Figure 2. SIRT1 and HDAC1 physically interact and localize to DSB sites in neurons.

a, Recombinant SIRT1-his was incubated with either HDAC1-flag or HDAC2-flag, following which HDAC1 and HDAC2 were precipitated with anti-flag conjugated agarose beads, and their ability to retain SIRT1 was assessed. b, Diagram illustrating HDAC1 fragment constructs for interaction mapping. FL – full-length; CTD – carboxy-terminal domain; CAT – catalytic domain; NTD – amino-terminal domain. c, The indicated flag-tagged fragments were expressed together with SIRT1-myc, and the flag-tagged proteins were immunoprecipitated and blotted with antibodies against myc. d, HT22 cells were treated with camptothecin (CPT; 1μM), precipitated with antibodies against HDAC1, and blotted with antibodies against SIRT1. e, Etoposide-treated primary neurons treated were fixed and stained with antibodies against either SIRT1 or HDAC1, and γH2AX. Right-most panel illustrates Intensity Correlation Analysis (ICA).
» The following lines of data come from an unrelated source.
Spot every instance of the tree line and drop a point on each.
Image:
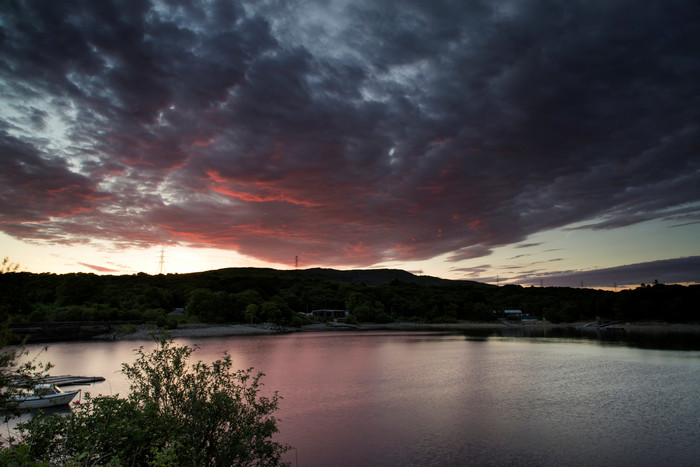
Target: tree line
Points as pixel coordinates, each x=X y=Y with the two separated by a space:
x=252 y=295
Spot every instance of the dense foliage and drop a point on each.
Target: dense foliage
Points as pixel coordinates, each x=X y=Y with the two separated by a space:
x=176 y=414
x=248 y=295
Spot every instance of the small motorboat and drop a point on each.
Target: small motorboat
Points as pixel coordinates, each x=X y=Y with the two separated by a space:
x=44 y=395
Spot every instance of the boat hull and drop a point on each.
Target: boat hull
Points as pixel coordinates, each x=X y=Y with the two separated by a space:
x=49 y=400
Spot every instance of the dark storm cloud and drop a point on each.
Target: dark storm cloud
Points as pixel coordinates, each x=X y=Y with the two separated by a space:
x=671 y=271
x=346 y=133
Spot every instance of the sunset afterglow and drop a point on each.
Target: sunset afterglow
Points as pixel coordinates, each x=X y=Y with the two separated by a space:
x=502 y=142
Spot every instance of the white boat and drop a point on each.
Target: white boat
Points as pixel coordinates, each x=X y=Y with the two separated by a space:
x=44 y=395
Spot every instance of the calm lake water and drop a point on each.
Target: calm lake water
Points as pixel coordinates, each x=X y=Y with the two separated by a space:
x=450 y=399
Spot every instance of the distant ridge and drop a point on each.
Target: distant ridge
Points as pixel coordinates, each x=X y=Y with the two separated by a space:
x=366 y=276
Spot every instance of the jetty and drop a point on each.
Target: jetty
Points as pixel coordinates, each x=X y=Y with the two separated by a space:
x=68 y=380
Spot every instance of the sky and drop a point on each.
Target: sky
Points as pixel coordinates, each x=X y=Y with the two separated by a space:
x=551 y=143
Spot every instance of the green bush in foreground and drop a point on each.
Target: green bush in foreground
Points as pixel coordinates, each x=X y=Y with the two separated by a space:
x=176 y=414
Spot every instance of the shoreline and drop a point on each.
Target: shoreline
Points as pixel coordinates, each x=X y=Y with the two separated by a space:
x=214 y=330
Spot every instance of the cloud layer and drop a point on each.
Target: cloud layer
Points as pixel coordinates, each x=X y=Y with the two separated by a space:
x=347 y=133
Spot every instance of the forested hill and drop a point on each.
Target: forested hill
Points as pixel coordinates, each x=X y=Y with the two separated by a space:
x=360 y=276
x=248 y=295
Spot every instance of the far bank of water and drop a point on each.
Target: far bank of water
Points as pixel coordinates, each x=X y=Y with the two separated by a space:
x=424 y=398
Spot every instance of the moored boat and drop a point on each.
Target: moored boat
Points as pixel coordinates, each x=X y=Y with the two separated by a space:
x=44 y=395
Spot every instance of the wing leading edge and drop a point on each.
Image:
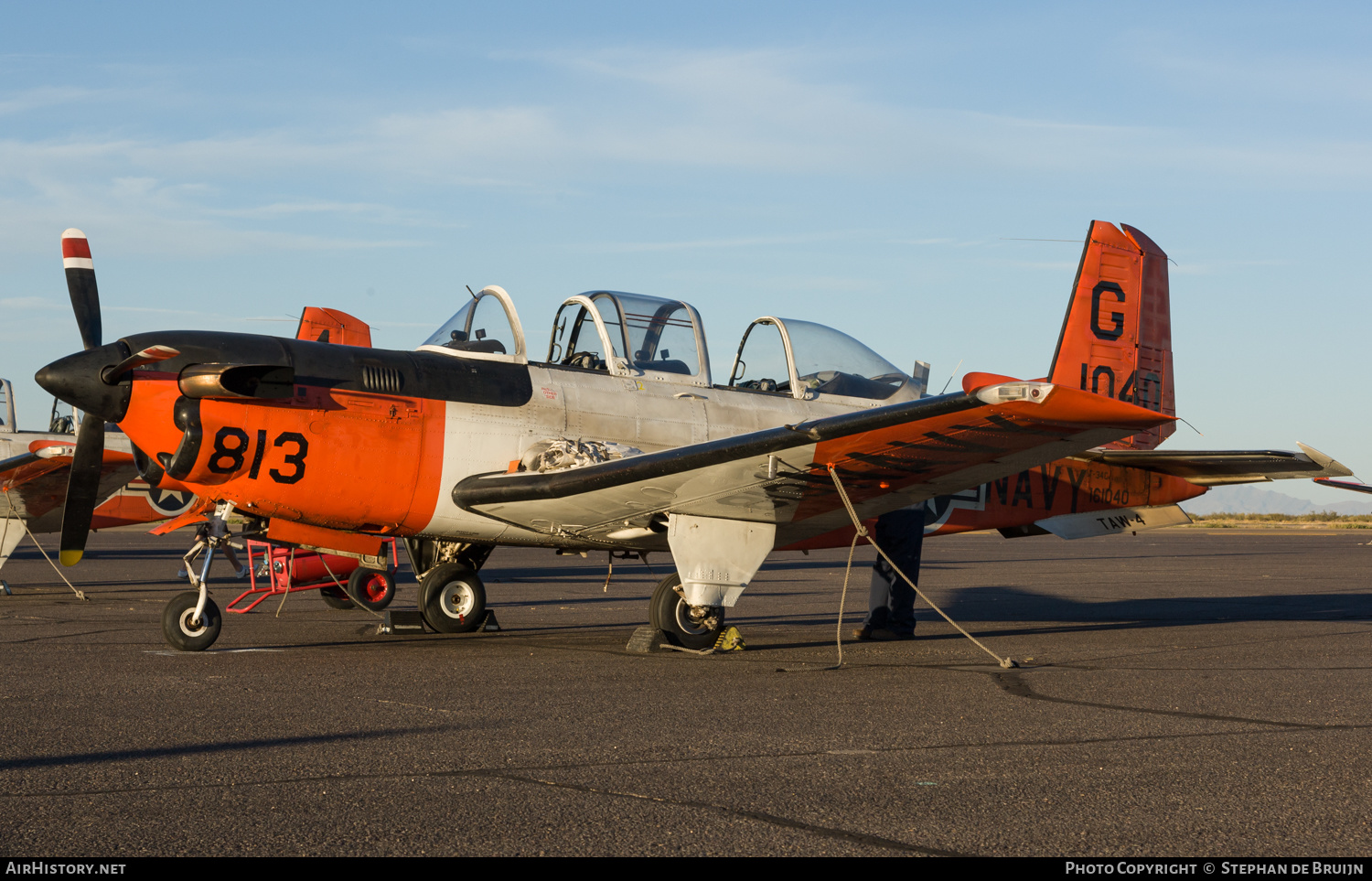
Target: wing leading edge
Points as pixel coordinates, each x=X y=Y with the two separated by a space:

Pixels from input channel co-varying positively with corresponding signal from γH2AX channel are indicated in yellow, while negatively co-varying pixels are indicated in blue. Scale bar = 3μm. f, Primary neurons were subjected to sub-nuclear, laser-generated DNA lesioning and stained with antibodies against either SIRT1 or HDAC1, and γH2AX. Scale bar = 3μm. g, The rare-cutting homing endonuclease, I-PpoI, was used to generate DNA DSBs at defined genetic loci in mouse cortical neurons. Recruitment of the indicated proteins at a unique cleavage site located between exons 2 and 3 in the Dnahc7b gene was then assessed by ChIP. Primers were designed at regular 1kb intervals, spanning 10kb both 3’ and 5’ to the I-PpoI consensus site (red dotted line).